Database Background Migration job Stuck

Hello,

yesterday, I was performing an upgrade of one of our Gitlab instances.

The intention was to go from Gitlab-ce v13.11.3-ce.0, through v13.12.15-ce.0, 14.0.12-ce.0 to 14.8.2-ce.0

After performing a routine pre-upgrade backup (Carried out manually by backing up the database, binaries in /opt/gitlab and data in /var/opt/gitlab), I successfully updated to newest 13.x, then 14.0.12 – Till this point, everything worked as expected, but after upgrading to the latest 14.8.2, the instance would not start.

Having faced such issue for the first time, I decided to roll back the changes by removing and purging all data of the Gitlab instance, reinstalling the original version v13.11.3-ce.0, and replacing the data, app and DB from the backup done beforehand.

When next I wanted to attempt the upgrade, I found the instance is failing one of the pre-upgrade steps –

According to the documentation, all background migration jobs need to have been completed.

The command gitlab-rails runner -e production 'puts Gitlab::Database::BackgroundMigrationJob.pending.count', however, returns 1.

Running the following snippet to check what background migration job is pending:

Gitlab::Database::BackgroundMigrationJob.pending.find_each do |job|
   puts "Pending job: '#{job.class_name}' with arguments #{job.arguments}"
end

returns Pending job: 'MoveContainerRegistryEnabledToProjectFeature' with arguments [1, 21]

I tried forcing the job to run by calling Gitlab::BackgroundMigration.perform(job.class_name, job.arguments) after the puts command, but that command returns nil and the job does not get removed from the job queue.

Of note should be that I did not carry these pre-upgrade checks between the incremental upgrades I did first (Prior to rolling back), but as I completely replaced the data directories after downgrading with version from before the upgrade process, this hopefully shouldn’t be the issue.

Does anyone know what the “MoveContainerRegistryEnabledToProjectFeature” job is, and whether it is safe to cancel it when the job continuously fails to run?

In the end, I managed to find out what the background job does (Its source is at https://github.com/gitlabhq/gitlabhq/blob/master/lib/gitlab/background_migratio/move_container_registry_enabled_to_project_feature.rb).
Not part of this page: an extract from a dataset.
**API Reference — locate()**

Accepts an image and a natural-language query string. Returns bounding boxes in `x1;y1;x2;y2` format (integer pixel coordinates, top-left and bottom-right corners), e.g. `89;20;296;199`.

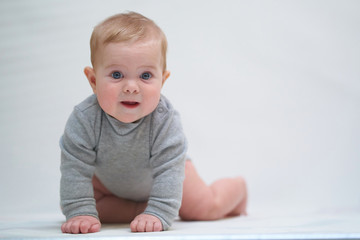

It really only runs one SQL UPDATE query that updates some fields by the content of other fields.

Okay, so, next, I checked the actual production DB and that all the new fields had correct values, which they did.

Concluding that the job did run correctly, and only failed to get marked as complete, I manually ran the Gitlab::Database::BackgroundMigrationJob.mark_all_as_succeeded('MoveContainerRegistryEnabledToProjectFeature', [from_id, to_id]) procedure (Substituting from_id and to_id by the arguments from my first post) and voila, the job is finished and I have no background migrations pending!